Y como siempre pasa cuando quieres quedar de forma pacífica, su pragmática opinión acabó en el medio y sin importarle a nadie. Por el contrario, el rencor estaba hinchando la vena en la sien de As de Picas. Cuando en seis días no haces más que tragar, lo único que quieres es vomitarlo todo antes de que las palabras te salgan entre los dientes.
—No puedes excusar a Liu y a Bengala. Digas lo que digas, no puedes cambiar el hecho de que huyeron como ratas.
Yo farfullé un gruñido y respondí arrastrando las palabras, estrangulando la voz por el fastidio. Había vivido tanto tiempo con mis dos excompañeros que podía entender cualquier decisión que tomaran, asumiéndolas casi como mías.

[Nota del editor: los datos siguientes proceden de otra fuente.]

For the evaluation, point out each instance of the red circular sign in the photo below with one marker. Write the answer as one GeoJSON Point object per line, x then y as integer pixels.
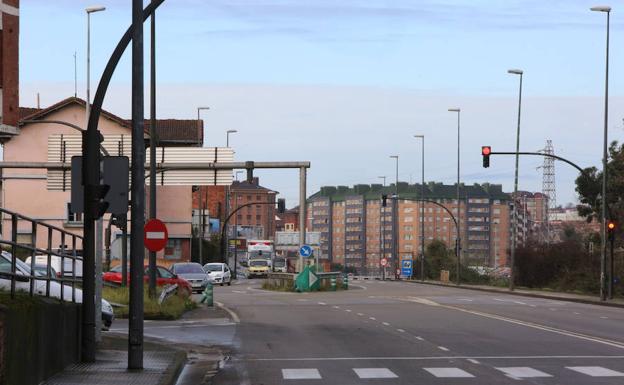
{"type": "Point", "coordinates": [155, 235]}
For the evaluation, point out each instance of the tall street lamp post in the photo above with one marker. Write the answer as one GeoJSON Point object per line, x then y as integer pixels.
{"type": "Point", "coordinates": [99, 224]}
{"type": "Point", "coordinates": [422, 210]}
{"type": "Point", "coordinates": [395, 217]}
{"type": "Point", "coordinates": [514, 235]}
{"type": "Point", "coordinates": [382, 232]}
{"type": "Point", "coordinates": [458, 238]}
{"type": "Point", "coordinates": [603, 246]}
{"type": "Point", "coordinates": [227, 201]}
{"type": "Point", "coordinates": [202, 224]}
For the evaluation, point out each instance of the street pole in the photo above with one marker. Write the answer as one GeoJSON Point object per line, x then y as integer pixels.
{"type": "Point", "coordinates": [515, 194]}
{"type": "Point", "coordinates": [395, 218]}
{"type": "Point", "coordinates": [153, 139]}
{"type": "Point", "coordinates": [458, 247]}
{"type": "Point", "coordinates": [137, 208]}
{"type": "Point", "coordinates": [382, 242]}
{"type": "Point", "coordinates": [422, 211]}
{"type": "Point", "coordinates": [92, 264]}
{"type": "Point", "coordinates": [603, 246]}
{"type": "Point", "coordinates": [201, 198]}
{"type": "Point", "coordinates": [302, 211]}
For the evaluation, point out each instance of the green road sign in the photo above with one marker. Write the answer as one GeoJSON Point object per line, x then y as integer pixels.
{"type": "Point", "coordinates": [307, 280]}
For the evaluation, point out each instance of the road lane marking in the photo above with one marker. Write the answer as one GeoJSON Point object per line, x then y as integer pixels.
{"type": "Point", "coordinates": [301, 374]}
{"type": "Point", "coordinates": [596, 371]}
{"type": "Point", "coordinates": [517, 372]}
{"type": "Point", "coordinates": [428, 358]}
{"type": "Point", "coordinates": [449, 373]}
{"type": "Point", "coordinates": [600, 340]}
{"type": "Point", "coordinates": [231, 312]}
{"type": "Point", "coordinates": [364, 373]}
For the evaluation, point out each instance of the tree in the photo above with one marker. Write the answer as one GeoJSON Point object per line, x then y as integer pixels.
{"type": "Point", "coordinates": [589, 188]}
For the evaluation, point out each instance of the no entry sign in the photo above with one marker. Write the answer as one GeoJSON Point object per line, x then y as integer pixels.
{"type": "Point", "coordinates": [156, 235]}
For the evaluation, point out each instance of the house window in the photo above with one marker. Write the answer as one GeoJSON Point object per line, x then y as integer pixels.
{"type": "Point", "coordinates": [73, 217]}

—Ratas... Ratas... Siempre ratas. ¿Qué clase de insulto es ese? Cuando falta la comida las ratas más viejas se suicidan para que las jóvenes puedan sobrevivir. ¿Y tú hablas de valor? ¿Por qué no cierras mejor el jodido hocico, As?
El muchacho se quitó la zapatilla de un tirón y me la lanzó a la cara con fuerza. Cayó al suelo tras rebotar en mi antebrazo.
—¿Por qué no lo cierras tú, subnormal? Siempre defendiendo a la basura que se arrastra por la calle, solamente por no tener otro sitio donde poder arrastrarse. ¡Qué importa que sean la mayor mierda del planeta! Eres un cretino, hermano. ¿Lo sabías? Y yo quiero mi parte del dinero al completo.
—Bueno, mira. Creo que no te has dado cuenta de por dónde me paso yo tus palabras. Por eso te saben amargas después.
As de Picas avanzó entonces hacia mí, tan ligero como el viento y sin que nadie pudiera reaccionar a tiempo. Sus manos se engancharon en el cuello de mi camiseta y me levantaron, lo que instantáneamente sirvió para erizarme el pelo y ponerme de uñas.
—¿Qué haces? Suéltame, gilipollas —espeté arisco, conteniéndome.
—Te crees muy líder, ¿eh? Un Truman Capote con una lengua mordaz. —As de Picas se acercó a mi rostro—. Y claro, luego resulta que no eres nadie. Otra sanguijuela más en esta ciudad sangrienta. Ni siquiera te mereces una hermana como la que tienes; la convertirás en otra alimaña igual que tú.
El fuego ardió en mis venas como un lanzallamas.
—Me hace gracia que hables de Janice cuando tú tienes seis hermanos. Eres así de payaso. ¿Aquí es cuando yo debería mencionar a la coneja de tu madre?
Todos los underdogs se abalanzaron sobre As de Picas para impedir que me partiera la jeta de un guantazo, pero igualmente encontró la manera de dármelo. No se lo devolví. Me lo merecía.
—Tú tírame de la lengua —espetó el rubio de la cresta—. También tengo seis hermanos que pueden darte una paliza como te pases de listo.
—¿Te refieres a los que tienen dos y tres años? ¿O quizás a los que están en Hungría? Ah, no. Creo que te refieres a Mike, que tiene roto un brazo...
—¡Pulga calientapollas!
—Hijo de la gran puta de siete hijos.
El muchacho rabió y pateó para liberarse de aquellos brazos apresadores, siendo objeto de aquello que nunca hay que hacer si pretendes calmar a alguien tras una pelea: sujetarlo. Sentirse acorralado en ese estado solo podía desencadenar una respuesta violenta, pero permití que le sometieran unos segundos más sin aquella información a modo de vendetta.
Finalmente les pedí que le soltaran y él se detuvo, respirando hondo y dando vueltas por la habitación. Kaiser le ladró para que le llevase al parque. La señora Harrison gritó algo desde la ventana del baño.
Entonces As de Picas se arrodilló frente a mí y me pidió perdón, ofreciéndome un trapo para limpiarme la sangre de la ceja.
Yo le pedí perdón en respuesta y le ofrecí una taza de té. Normal: Chaplin estaba señalando el cuatro y el Tea time hay que respetarlo.